此代码草案只是一个开始,但与我要实现的目标类似:
if dirtyData['order_type'].str.contains('Breakfast').any()\
and eval(dirtyData['order_items'][0])[0][0] not in breakfastMenu:
print(dirtyData['order_id'])
我添加eval
来将元组列表从字符串转换为列表。
任何输入表示赞赏 谢谢
答案 0 :(得分:2)
将apply
与自定义功能一起使用。
例如:
import ast
breakfastMenu=['Pancake', 'Coffee', 'Eggs', 'Cereal']

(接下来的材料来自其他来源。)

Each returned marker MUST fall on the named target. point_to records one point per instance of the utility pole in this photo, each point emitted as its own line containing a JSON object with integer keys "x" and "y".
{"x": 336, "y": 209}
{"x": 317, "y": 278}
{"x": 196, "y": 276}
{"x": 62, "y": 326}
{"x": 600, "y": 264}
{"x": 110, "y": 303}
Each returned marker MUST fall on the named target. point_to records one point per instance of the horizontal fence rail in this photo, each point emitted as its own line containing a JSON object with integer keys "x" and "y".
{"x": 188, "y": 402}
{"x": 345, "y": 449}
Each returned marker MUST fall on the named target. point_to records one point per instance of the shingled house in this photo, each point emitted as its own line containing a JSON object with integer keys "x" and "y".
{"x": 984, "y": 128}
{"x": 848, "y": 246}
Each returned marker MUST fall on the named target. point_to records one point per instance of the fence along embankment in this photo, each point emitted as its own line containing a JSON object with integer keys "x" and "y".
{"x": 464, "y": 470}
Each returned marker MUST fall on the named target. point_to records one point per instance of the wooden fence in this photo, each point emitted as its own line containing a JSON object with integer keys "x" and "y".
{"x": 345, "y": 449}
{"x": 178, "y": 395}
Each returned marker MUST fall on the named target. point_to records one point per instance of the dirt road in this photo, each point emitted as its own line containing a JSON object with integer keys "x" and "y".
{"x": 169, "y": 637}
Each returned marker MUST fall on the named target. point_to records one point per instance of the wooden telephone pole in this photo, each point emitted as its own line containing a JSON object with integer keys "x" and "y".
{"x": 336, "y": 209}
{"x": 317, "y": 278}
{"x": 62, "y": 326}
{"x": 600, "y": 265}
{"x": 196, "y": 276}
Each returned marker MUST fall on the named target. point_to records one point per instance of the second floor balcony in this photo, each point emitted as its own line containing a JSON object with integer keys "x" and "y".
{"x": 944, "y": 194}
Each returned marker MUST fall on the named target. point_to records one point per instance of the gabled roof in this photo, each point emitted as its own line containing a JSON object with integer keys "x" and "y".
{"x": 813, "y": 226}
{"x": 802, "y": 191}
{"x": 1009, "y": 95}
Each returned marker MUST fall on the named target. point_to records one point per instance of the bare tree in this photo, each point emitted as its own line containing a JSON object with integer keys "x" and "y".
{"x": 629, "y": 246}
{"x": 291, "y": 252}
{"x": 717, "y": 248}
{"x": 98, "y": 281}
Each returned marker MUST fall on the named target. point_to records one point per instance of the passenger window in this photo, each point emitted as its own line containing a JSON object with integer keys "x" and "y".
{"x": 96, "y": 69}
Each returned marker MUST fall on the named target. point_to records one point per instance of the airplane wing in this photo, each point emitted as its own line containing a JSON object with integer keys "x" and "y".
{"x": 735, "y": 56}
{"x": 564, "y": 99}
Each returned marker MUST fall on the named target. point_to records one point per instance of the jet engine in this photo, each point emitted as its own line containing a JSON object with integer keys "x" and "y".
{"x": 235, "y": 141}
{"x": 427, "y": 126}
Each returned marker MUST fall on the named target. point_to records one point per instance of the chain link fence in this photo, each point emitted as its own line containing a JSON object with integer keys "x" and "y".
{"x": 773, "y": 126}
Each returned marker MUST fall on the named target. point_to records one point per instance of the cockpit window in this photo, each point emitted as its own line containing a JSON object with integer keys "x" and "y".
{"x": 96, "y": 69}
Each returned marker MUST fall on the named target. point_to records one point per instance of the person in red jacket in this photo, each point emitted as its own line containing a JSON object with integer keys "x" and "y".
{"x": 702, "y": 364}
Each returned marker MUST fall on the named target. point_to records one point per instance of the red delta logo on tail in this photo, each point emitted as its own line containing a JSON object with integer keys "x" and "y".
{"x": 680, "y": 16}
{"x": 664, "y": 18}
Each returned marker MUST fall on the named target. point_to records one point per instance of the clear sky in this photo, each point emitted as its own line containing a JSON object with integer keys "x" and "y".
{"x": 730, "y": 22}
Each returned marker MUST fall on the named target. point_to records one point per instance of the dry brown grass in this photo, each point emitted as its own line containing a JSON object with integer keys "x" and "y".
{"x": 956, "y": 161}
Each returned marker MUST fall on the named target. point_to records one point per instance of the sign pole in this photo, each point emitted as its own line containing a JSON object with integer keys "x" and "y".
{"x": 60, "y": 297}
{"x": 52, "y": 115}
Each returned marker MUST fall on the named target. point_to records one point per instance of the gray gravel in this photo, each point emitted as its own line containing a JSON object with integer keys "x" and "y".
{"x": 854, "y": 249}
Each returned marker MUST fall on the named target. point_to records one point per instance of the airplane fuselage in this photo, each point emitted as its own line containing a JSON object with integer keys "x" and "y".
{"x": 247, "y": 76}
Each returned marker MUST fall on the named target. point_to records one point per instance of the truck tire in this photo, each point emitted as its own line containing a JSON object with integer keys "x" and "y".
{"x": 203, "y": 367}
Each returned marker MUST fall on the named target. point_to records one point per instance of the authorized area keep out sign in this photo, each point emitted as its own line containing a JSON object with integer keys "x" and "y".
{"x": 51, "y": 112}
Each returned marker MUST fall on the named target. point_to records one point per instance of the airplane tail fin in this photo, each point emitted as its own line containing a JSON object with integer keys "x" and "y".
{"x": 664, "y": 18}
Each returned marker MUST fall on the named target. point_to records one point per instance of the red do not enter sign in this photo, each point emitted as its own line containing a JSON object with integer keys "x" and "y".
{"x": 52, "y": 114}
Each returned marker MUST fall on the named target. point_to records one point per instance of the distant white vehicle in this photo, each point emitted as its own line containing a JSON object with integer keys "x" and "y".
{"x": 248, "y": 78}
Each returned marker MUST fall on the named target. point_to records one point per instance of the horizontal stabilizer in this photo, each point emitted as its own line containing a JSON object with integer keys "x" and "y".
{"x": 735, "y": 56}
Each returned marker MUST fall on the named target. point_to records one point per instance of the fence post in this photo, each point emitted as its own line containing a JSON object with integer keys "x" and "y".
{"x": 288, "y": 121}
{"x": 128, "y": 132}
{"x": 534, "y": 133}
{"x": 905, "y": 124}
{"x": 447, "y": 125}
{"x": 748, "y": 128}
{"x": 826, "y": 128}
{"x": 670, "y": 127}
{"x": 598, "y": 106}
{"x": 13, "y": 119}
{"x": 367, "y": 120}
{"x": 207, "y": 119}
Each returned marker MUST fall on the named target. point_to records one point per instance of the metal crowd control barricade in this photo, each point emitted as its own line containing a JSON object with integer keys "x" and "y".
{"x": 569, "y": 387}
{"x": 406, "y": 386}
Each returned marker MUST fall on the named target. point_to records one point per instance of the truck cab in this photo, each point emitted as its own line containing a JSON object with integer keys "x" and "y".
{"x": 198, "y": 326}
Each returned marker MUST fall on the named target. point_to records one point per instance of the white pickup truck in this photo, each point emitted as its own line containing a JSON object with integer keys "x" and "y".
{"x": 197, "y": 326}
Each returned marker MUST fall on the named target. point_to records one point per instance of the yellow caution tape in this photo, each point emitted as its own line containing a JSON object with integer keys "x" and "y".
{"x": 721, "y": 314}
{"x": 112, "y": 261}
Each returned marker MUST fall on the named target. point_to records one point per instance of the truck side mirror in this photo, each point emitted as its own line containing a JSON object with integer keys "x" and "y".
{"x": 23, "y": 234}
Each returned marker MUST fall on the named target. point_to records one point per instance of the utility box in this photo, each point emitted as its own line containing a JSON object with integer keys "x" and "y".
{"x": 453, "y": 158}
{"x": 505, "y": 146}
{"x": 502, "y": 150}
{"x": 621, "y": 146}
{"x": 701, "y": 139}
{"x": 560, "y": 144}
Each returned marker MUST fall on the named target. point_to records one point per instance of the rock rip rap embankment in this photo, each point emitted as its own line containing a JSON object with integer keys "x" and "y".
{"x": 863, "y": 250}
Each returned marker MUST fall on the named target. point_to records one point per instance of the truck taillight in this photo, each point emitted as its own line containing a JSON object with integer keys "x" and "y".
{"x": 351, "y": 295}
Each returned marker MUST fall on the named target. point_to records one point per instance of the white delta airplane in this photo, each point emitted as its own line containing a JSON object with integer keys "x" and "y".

dinnerMenu=['Salmon', 'Fish&Chips', 'Pasta', 'Shrimp']
lunchMenu=['Steak', 'Fries', 'Burger', 'Chicken', 'Salad']
check_val = {'Breakfast': breakfastMenu, 'Dinner': dinnerMenu, "Lunch": lunchMenu}
data = [['ORDB10489', 'Lunch', "[('Coffee', 4), ('Salad', 10), ('Chicken', 8)]"],
['ORDZ00319', 'Dinner', "[('Fish&Chips', 9), ('Pasta', 5), ('Egg', 3)]"],
['ORDB00980', 'Dinner', "[('Pasta', 6), ('Fish&Chips', 10)]"],
['ORDY10003', 'Breakfast', "[('Coffee', 2), ('Cereal', 1)]"],
['ORDK04121', 'Lunch', "[('Steak', 9), ('Chicken', 5)]"]]
df = pd.DataFrame(data, columns=['order_id', 'order_type', 'order_items'])
df["order_items"] = df["order_items"].apply(ast.literal_eval)
df["order_items"] = df.apply(lambda x: [i for i in x["order_items"] if i[0] in check_val.get(x["order_type"], [])], axis=1)
print(df)
输出:
order_id order_type order_items
0 ORDB10489 Lunch [(Salad, 10), (Chicken, 8)]
1 ORDZ00319 Dinner [(Fish&Chips, 9), (Pasta, 5)]
2 ORDB00980 Dinner [(Pasta, 6), (Fish&Chips, 10)]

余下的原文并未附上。